Merci à Catherine Pétillon et Marie Viennot de leur pédagogie : on en avait besoin !
je cite leur article :
1. La crise s'emballe
: la Grèce ne peut plus emprunter
Quand la crise a éclaté en mai 2010 en Grèce,
l'Etat, comme dans tous les autres pays, émettait des bons du trésor. Ils
étaient achetés sur les marchés financiers. Par qui ? Par des fonds
d'investissement, des assureurs plaçant l’assurance-vie des petits épargnants,
des gérants de fortunes privés, des fonds de pension gérant des retraites, ou
encore des banques. Fin 2009, selon la Banque des Règlements Internationaux,
les banques françaises étaient celles qui détenaient le plus de dette grecque
dans leur portefeuille (57 milliards d’euros), devant les banques allemandes
(34 milliards d’euros).
Face au risque que la Grèce ne
rembourse plus cette dette, ceux qui en possédaient ont voulu vendre leurs bons
du trésor grecs. Les prix de ces bons se sont effondrés, ce qui a fait exploser
les taux d’intérêt. Car bien sûr, quand la Grèce est venue demander de l’argent
sur les marchés financiers, comme elle le faisait sans problème auparavant,
plus personne n’a voulu lui prêter, sauf à des taux exorbitants (les taux
d’intérêt grandissent avec le risque que l’emprunteur ne rembourse pas).
2. L'Europe à l'aide
: la dette passe du secteur privé au public
En mai 2010, les banques européennes ne sont
pas tout à fait remises de la faillite de Lehman Brothers. Les potentielles
pertes que représente le non remboursement par la Grèce d’une partie de sa
dette font craindre de nouvelles faillites bancaires dans la zone euro.
La première phase des plans
d'aide a donc consisté en une chose très simple : faire passer cette dette des
mains, ou plutôt des tiroirs caisses, du privé à ceux du public. Les créanciers
privés ont renoncé à 107 milliards d'euros, et pour éviter que le cours s'effondre, la Banque centrale européenne
(BCE) s'est mise à acheter des titres de dette grecque.
De leur côté, le FMI et les états de la zone
euro ont prêté à la Grèce l'argent qui lui manquait pour rembourser ses
échéances. La dette a donc changé de structure. Elle était constituée à 80% par
des bons du trésor échangeables sur les marchés financiers. Aujourd'hui, ils
représentent 25% de la dette (soit 79,9 milliards d'euros, dont à 20 à 25 milliards
d’euros détenus par la BCE), le reste (241,8 milliards d'euros) est constitué
de prêts. Au total, la dette de la Grèce s'élève à 321.7 milliards d'euros.

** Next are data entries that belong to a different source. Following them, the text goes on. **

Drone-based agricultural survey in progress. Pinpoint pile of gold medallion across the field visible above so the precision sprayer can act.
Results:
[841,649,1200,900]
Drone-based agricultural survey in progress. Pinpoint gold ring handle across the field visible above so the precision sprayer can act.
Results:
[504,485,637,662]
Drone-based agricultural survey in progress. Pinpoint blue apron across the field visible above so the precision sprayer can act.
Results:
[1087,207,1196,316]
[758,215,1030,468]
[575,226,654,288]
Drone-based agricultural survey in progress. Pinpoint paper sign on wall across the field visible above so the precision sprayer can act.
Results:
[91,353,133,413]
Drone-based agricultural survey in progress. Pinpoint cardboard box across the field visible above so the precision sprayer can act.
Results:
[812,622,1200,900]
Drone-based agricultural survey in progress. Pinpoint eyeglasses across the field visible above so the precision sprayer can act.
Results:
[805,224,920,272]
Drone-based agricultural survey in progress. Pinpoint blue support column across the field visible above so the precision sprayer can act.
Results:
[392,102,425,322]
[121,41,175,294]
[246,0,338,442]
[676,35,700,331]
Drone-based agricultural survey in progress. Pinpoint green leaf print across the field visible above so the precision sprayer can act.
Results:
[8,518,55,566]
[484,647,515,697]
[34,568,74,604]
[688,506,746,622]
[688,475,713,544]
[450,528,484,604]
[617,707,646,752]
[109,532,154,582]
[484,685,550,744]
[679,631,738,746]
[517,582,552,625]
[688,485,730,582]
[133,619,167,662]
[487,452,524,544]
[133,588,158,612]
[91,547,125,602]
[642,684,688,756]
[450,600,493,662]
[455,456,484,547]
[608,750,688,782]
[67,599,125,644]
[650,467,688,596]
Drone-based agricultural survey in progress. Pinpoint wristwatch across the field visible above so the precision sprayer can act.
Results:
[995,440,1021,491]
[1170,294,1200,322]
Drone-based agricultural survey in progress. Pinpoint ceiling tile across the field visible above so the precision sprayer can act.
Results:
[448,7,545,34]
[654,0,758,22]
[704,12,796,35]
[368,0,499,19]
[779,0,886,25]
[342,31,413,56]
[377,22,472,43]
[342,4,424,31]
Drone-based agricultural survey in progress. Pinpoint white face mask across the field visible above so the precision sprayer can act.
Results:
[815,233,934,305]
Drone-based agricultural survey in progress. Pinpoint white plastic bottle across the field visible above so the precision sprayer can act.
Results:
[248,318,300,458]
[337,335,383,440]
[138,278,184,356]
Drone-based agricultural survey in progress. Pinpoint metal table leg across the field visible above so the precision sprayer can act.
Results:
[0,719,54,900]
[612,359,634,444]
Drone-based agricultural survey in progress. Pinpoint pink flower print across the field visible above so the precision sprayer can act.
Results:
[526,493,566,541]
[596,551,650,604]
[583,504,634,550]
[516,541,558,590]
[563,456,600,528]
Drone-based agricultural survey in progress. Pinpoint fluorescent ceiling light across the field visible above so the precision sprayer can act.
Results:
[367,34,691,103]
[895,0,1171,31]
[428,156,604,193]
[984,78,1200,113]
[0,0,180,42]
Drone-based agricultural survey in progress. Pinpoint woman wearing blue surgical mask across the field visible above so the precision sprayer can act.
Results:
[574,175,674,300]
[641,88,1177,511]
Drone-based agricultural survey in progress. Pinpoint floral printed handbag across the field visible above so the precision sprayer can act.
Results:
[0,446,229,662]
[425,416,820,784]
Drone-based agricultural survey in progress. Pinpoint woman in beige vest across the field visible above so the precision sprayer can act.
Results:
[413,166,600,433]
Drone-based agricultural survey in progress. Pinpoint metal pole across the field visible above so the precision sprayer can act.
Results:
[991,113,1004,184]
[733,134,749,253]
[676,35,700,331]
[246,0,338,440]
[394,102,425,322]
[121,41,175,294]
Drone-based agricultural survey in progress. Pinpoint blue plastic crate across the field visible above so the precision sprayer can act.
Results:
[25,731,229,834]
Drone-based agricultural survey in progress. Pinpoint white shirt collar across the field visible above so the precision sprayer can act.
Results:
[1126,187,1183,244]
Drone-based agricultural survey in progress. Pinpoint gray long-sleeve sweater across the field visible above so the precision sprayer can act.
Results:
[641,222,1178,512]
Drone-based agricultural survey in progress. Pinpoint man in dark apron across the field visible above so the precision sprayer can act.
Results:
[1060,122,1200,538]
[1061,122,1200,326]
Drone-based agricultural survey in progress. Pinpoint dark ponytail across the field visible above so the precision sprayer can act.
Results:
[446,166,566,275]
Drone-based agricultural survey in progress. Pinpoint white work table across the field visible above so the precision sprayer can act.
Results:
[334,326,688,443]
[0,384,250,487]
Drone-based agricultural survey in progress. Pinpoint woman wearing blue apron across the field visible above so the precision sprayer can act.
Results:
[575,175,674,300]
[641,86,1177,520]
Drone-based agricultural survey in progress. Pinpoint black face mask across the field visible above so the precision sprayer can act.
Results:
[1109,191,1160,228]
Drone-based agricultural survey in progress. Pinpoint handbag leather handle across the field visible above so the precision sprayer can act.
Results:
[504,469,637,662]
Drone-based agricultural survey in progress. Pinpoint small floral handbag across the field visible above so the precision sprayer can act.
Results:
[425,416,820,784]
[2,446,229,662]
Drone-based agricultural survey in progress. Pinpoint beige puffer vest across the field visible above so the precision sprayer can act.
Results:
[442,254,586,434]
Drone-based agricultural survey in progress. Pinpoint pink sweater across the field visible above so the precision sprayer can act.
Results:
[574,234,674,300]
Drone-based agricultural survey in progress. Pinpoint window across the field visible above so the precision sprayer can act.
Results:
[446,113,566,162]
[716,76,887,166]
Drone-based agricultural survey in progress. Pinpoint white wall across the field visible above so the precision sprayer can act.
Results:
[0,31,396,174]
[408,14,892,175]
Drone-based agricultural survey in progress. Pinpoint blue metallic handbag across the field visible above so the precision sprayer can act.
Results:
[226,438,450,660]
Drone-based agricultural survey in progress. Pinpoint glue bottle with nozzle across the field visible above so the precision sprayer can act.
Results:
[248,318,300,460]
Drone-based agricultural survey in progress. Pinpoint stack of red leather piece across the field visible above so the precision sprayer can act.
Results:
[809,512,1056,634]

3. Qui a prêté de l'argent à la Grèce ?
Le FMI a prêté 32 milliards d'euros. Les Etats
de la zone euro ont prêté le reste : 226.9 milliards (soit 70% du total), mais par deux canaux
différents :
- Le premier canal est le prêt
bilatéral simple. Avec 11,4 milliards d'euros, la France est le deuxième
prêteur après l'Allemagne, selon les derniers chiffres de la Commission
Européenne.
- le second canal de prêt est un fonds spécialement créé pour
l'occasion, le Fonds européen de stabilité financière (FESF). Aujourd'hui, ce
fonds - qui a aussi prêté à l'Irlande et au Portugal - détient 141,8 milliards
d'euros de dette grecque. C'est presque la moitié du total. Au sein du FESF,
chaque pays de la zone euro participe à hauteur de son poids économique.
Attendez ce n'est pas si simple ! Le prêteur emprunte ! Pour prêter cet argent, le Fonds européen de stabilité financière a lui-même dû
emprunter. La France n'a donc pas vraiment prêté à la Grèce 31 milliards
d'euros via ce fonds, mais elle a garanti cette somme sur les 141.8 milliards
empruntés par le Fonds européen de stabilité. Si la Grèce ne rembourse pas cet
argent, la France devra donc le faire elle-même.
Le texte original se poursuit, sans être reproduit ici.